1.2 Why This Matters
Understanding this journey helps you:
Debug slow queries: Is the optimizer picking a bad plan? Is the buffer pool too small? Is there no suitable index?
Design better schemas: Knowing how indexes work helps you create the right ones.
Tune performance: Understanding the buffer pool helps you allocate memory effectively.
Choose the right database: Different databases make different trade-offs at each step.
1.3 The Write Path: What Happens on INSERT?

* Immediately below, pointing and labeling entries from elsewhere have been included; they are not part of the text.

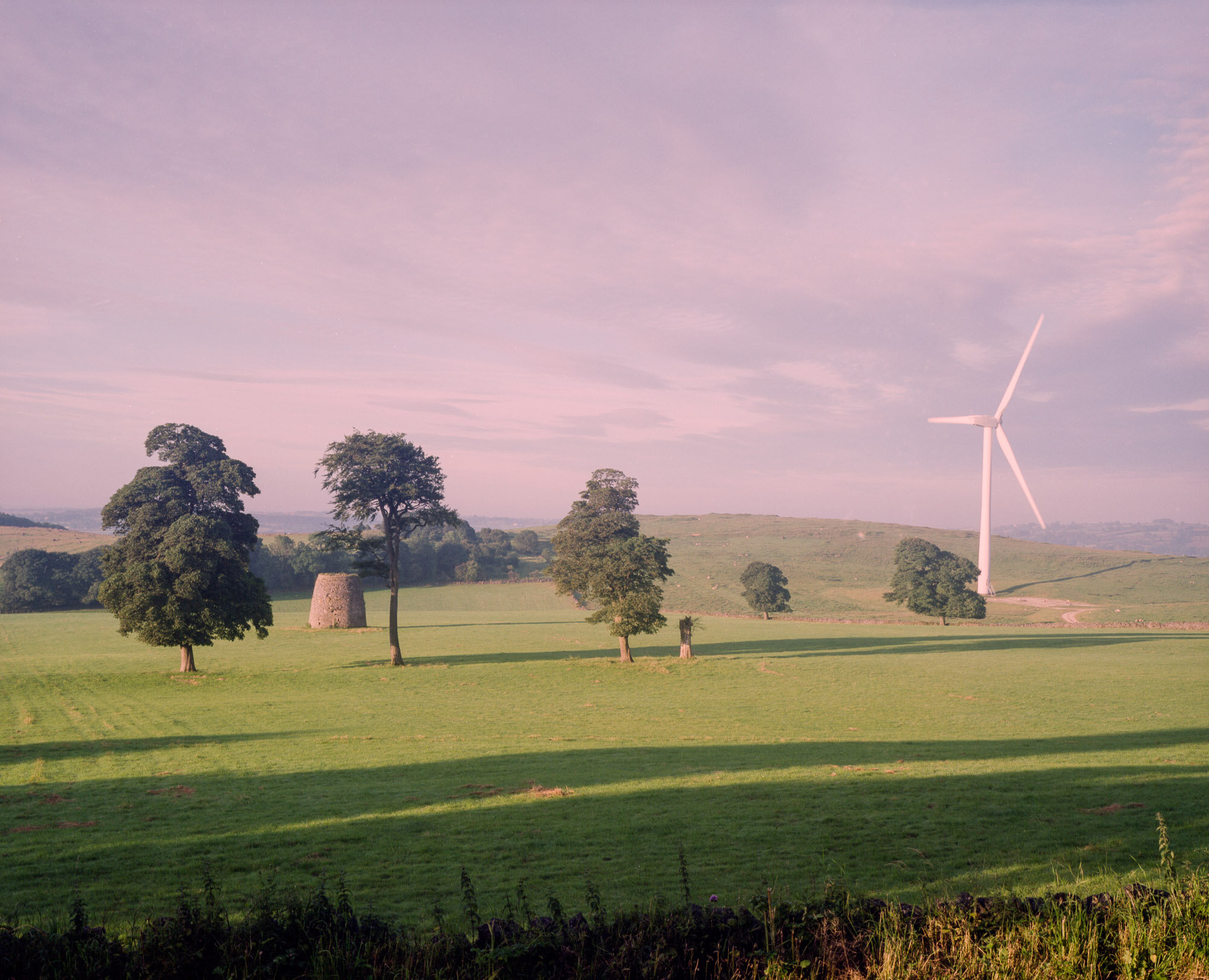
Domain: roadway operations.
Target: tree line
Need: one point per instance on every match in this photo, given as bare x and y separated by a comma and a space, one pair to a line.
183, 571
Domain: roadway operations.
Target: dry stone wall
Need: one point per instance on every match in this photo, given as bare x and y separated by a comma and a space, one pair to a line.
338, 602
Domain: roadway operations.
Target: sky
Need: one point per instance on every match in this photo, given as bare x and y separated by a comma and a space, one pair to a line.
741, 252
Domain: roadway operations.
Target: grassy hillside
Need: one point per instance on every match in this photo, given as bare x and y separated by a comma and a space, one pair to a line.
74, 542
838, 570
841, 569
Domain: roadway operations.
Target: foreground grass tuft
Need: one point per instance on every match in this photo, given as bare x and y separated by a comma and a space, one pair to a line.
1135, 933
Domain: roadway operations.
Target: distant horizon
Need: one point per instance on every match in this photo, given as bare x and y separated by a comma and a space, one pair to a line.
27, 512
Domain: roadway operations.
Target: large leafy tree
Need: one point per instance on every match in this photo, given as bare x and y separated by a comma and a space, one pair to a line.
933, 583
765, 589
178, 575
383, 478
601, 555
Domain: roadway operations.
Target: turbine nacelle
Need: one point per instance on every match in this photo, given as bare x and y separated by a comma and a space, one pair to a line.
988, 425
987, 422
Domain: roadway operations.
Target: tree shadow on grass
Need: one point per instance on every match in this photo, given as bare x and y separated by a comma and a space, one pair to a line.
824, 647
402, 833
91, 747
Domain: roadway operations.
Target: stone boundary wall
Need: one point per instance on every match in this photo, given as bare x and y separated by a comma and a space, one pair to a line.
338, 602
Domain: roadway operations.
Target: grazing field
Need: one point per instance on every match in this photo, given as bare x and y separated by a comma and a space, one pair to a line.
49, 540
896, 759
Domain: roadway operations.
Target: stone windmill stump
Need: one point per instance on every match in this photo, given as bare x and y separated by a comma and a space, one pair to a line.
338, 602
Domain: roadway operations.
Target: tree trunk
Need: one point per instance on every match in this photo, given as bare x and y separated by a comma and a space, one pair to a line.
686, 643
396, 652
392, 558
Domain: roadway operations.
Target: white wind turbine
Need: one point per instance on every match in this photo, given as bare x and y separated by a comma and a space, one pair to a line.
997, 424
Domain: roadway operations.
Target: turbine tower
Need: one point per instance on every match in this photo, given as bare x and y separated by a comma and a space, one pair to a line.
996, 424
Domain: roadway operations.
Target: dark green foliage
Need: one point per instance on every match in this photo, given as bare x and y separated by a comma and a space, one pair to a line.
13, 520
601, 556
385, 479
765, 589
33, 581
290, 566
527, 542
933, 583
180, 573
470, 902
1137, 932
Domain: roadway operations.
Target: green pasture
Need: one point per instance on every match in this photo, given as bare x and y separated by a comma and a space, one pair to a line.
896, 759
842, 569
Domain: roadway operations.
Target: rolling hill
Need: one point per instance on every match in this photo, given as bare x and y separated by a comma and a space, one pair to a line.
841, 569
74, 542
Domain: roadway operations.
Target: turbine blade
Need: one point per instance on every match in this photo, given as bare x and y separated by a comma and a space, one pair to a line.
1016, 468
1016, 378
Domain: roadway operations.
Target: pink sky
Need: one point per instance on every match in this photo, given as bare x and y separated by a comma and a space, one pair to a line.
741, 252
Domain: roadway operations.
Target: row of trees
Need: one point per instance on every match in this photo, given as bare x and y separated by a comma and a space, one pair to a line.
181, 572
33, 581
432, 555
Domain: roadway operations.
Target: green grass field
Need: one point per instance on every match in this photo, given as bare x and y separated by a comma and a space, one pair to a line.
841, 570
49, 540
898, 759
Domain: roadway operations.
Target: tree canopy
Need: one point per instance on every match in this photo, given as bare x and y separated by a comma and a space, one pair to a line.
933, 583
600, 555
178, 575
383, 478
765, 589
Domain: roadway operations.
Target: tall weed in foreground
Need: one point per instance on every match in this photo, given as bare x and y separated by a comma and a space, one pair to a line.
1136, 933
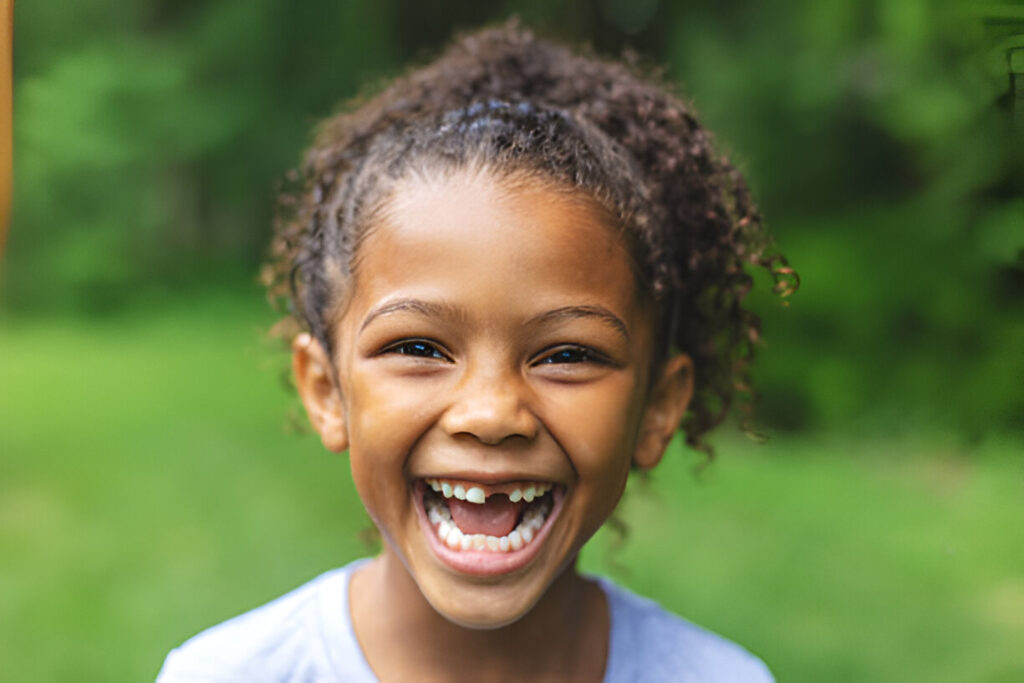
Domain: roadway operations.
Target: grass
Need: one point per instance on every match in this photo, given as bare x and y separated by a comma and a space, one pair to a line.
150, 486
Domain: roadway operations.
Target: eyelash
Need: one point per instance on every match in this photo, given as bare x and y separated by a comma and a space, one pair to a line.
577, 353
424, 348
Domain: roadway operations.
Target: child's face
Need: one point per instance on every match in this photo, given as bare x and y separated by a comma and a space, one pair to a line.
495, 340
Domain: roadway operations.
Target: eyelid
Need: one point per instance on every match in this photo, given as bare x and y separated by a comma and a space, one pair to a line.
392, 347
592, 354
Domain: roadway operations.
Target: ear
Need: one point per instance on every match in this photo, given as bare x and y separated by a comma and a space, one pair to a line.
318, 392
671, 393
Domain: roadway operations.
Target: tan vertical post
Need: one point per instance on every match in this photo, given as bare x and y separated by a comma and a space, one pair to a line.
6, 114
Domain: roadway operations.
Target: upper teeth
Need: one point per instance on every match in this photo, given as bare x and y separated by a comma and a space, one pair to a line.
450, 534
478, 496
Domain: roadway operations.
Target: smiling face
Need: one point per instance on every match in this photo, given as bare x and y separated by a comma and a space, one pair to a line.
495, 348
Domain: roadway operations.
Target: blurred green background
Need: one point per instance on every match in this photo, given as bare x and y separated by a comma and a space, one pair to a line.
154, 479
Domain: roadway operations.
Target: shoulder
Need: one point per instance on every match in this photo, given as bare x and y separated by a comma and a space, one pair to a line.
649, 643
283, 640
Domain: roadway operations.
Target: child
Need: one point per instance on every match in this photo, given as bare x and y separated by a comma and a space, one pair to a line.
519, 270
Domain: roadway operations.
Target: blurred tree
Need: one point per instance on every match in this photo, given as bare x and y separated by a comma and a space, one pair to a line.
150, 137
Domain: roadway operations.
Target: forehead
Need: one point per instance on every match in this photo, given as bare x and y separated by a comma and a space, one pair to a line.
494, 243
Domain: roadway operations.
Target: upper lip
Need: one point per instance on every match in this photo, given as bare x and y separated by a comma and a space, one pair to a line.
492, 478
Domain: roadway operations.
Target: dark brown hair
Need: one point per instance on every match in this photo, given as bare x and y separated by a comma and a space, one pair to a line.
504, 100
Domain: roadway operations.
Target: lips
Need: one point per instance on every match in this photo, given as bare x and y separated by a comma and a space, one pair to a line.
486, 529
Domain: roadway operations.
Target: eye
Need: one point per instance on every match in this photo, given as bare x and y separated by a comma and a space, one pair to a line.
418, 348
569, 354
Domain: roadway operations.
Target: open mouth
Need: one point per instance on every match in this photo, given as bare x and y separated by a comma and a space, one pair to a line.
483, 528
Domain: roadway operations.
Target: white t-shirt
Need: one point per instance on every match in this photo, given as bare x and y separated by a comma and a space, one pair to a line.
307, 636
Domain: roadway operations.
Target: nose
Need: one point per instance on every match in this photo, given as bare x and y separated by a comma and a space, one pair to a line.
491, 406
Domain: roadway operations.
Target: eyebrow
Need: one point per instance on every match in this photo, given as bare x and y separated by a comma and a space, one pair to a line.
418, 306
594, 312
434, 309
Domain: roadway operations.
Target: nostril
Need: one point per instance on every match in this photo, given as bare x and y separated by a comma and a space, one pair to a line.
491, 420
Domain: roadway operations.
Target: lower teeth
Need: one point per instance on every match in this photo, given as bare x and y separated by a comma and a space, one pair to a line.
454, 538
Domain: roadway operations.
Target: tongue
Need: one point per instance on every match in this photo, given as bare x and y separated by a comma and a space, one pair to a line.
497, 516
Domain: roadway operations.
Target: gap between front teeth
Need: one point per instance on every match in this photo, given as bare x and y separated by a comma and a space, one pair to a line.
454, 538
478, 496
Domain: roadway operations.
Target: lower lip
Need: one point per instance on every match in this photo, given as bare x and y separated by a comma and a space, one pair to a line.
485, 562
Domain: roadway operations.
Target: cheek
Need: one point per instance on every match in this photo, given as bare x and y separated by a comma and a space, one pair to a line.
597, 427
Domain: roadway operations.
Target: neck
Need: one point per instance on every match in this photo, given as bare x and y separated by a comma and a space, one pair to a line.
562, 634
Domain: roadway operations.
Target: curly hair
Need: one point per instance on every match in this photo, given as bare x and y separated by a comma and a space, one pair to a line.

Reading is only half the story. Let’s trace an INSERT:
INSERT INTO users (name, email) VALUES ('Alice', 'alice@example.com');
Step 1: Same Parsing and Planning
The query goes through parsing and planning, just like SELECT.
Step 2: Transaction Start
If not already in a transaction, an implicit one begins. The database assigns a transaction ID for tracking.
Step 3: Write-Ahead Log (WAL)
Before modifying any data, the database writes a log record describing the change to the Write-Ahead Log. This is crucial for crash recovery.
┌─────────────────────────────────────────────────────────┐
│ WAL (on disk) │
│ ┌─────────────────────────────────────────────────────┐│
│ │ LSN: 1001 | TXN: 42 | INSERT users | ('Alice',...) ││
│ └─────────────────────────────────────────────────────┘│
│ ▲ │
│ │ │
│ Write log FIRST │
└─────────────────────────────────────────────────────────┘
Step 4: Modify Data Page
Now the actual data page is modified—but only in the buffer pool (memory). The page becomes “dirty” (modified but not yet written to disk).
┌─────────────────────────────────────────────────────────┐
│ BUFFER POOL │
│ ┌──────────────────────────────────────┐ │
│ │ Page 7 (users table) │ ← DIRTY │
│ │ ┌────────────────────────────────┐ │ │
│ │ │ ... existing rows ... │ │ │
│ │ │ NEW: Alice, alice@example.com │ │ │
│ │ └────────────────────────────────┘ │ │
│ └──────────────────────────────────────┘ │
└─────────────────────────────────────────────────────────┘
Step 5: Update Indexes
If there are indexes on users, they must be updated too. Each index gets a new entry pointing to the new row.
Step 6: Commit
When the transaction commits:
- A commit record is written to the WAL
- The WAL is flushed to disk (this is the durability guarantee!)
- The transaction is now permanent
Note: The actual data pages may still be dirty in memory. They’ll be written to disk later by a background process. But because the WAL has the changes, we can recover them after a crash.
1.4 The Key Abstractions
Throughout this book, we’ll explore several key abstractions that make databases work:
Pages
The fundamental unit of storage. Everything—data, indexes, metadata—is stored in fixed-size pages (typically 4KB, 8KB, or 16KB).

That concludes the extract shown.